Protocole de coopération en échographie cardiaque

M. Wielgus, IDE, Service de cardiologie, Hôpital PitIé-Salpêtrière, Paris, mars 2022

 

 

 

Les besoins croissants en matière de prise en charge sanitaire liés au vieillissement de la population, au développement des maladies chroniques ainsi qu'une répartition inégale et une évolution défavorable de la démographie médicale mettent en lumière la nécessité de développer des coopérations entre professionnels de santé. Ce constat avait déjà été mis en avant en 2002 avec les rapports du Pr Berland qui pointaient la nécessité de développer ce type de coopération. Devant ce constat, l’objectif principal est de pouvoir libérer du temps médical pour des missions qui ne peuvent être déléguées (examens compliqués notamment). Il s’agit en même temps de valoriser l’exercice infirmier et permettre d’atteindre un nouveau niveau d’expertise.
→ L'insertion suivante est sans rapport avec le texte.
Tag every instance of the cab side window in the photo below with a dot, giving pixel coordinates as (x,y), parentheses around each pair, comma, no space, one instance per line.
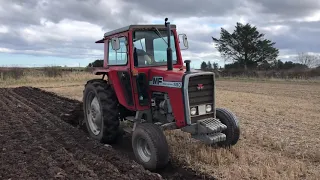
(119,57)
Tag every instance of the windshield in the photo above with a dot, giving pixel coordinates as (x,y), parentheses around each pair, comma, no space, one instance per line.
(150,49)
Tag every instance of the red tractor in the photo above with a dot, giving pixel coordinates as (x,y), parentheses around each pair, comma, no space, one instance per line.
(149,86)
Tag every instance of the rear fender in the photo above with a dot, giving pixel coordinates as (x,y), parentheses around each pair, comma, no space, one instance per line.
(100,71)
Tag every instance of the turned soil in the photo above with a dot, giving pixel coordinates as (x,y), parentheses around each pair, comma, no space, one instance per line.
(40,139)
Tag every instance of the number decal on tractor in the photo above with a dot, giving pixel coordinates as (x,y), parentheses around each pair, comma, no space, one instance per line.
(158,81)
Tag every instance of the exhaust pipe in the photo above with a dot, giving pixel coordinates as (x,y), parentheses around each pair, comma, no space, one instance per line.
(169,50)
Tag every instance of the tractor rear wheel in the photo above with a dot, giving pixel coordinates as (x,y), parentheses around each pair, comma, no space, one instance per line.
(101,114)
(150,146)
(230,120)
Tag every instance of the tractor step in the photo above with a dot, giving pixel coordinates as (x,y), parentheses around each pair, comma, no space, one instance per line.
(205,126)
(210,125)
(210,138)
(207,130)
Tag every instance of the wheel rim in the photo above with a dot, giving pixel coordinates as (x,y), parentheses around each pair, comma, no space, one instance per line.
(94,116)
(143,150)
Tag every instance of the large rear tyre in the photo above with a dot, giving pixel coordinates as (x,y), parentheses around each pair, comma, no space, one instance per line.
(101,114)
(150,146)
(233,130)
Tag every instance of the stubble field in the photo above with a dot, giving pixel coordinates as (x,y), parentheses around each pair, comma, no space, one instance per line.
(280,135)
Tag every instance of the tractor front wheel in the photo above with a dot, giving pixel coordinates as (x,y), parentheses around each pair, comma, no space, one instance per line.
(150,146)
(233,130)
(101,114)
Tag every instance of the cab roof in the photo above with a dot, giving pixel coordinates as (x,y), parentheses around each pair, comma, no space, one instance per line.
(136,26)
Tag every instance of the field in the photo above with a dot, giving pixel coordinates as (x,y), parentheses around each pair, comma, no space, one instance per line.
(280,133)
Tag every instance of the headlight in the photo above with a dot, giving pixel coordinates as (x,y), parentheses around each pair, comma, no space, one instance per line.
(193,111)
(208,108)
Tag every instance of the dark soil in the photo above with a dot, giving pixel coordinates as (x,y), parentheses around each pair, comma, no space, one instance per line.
(40,139)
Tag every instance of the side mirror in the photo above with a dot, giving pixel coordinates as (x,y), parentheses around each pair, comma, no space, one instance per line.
(115,43)
(184,40)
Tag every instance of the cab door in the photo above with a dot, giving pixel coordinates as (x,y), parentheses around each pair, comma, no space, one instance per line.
(119,69)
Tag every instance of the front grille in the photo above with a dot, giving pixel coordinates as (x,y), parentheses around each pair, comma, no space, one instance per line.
(204,96)
(197,97)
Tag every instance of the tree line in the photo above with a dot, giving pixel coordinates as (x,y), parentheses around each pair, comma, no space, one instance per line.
(247,49)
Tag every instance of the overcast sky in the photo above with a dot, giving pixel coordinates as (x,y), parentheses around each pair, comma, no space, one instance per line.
(62,32)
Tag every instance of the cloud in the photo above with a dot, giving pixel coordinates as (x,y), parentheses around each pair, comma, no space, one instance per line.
(69,28)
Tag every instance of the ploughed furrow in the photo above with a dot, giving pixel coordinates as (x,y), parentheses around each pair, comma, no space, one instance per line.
(67,109)
(45,142)
(20,158)
(50,147)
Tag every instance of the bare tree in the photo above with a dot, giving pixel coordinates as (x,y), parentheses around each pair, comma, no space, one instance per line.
(310,60)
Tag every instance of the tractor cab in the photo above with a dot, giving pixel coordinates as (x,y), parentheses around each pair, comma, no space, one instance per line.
(148,85)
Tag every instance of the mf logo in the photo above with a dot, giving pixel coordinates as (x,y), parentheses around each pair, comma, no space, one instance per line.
(157,80)
(200,87)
L’OCDE, en 2009 rappelle le rôle pivot indispensable joué par les infirmiers, en collaboration avec les médecins pour l’efficience des systèmes de soins, aujourd’hui en recherche de productivité. La découverte de nouvelles pathologies exige plus de soins et de prises en charge variées à réaliser, tout en gardant la même exigence en terme de qualité et de sécurité.

Les examens complémentaires les plus pratiqués en France sont les bilans optiques et les examens d'imagerie : échographie, doppler, radiographie.

L'échographie cardiaque est devenue un examen complémentaire indispensable à la prise en charge du patient en cardiologie quelle que soit la pathologie cardiaque, mais aussi pour d'autres spécialités comme les maladies infectieuses, la médecine interne, la rhumatologie, etc... Et la demande d’échocardiographies augmente de manière exponentielle.

 En France la réalisation des examens d'échographie est entièrement de la compétence des médecins radiologues, des cardiologues dans le cas des échographies cardiaques, depuis le geste technique d'exploration jusqu'au compte rendu d'examen.

A l’étranger il existe un transfert de compétences aux États-Unis et au Canada depuis les années 1960 dans un contexte de rationalisation du système de soins. Ainsi sont apparues les infirmières praticiennes (nurse practioners). Aux États-Unis la recherche du gain de productivité a accéléré le processus. Au Royaume Uni des expériences similaires ont vu le jour principalement dans l’objectif d’améliorer l’accès aux soins dans un contexte de saturation des médecins généralistes.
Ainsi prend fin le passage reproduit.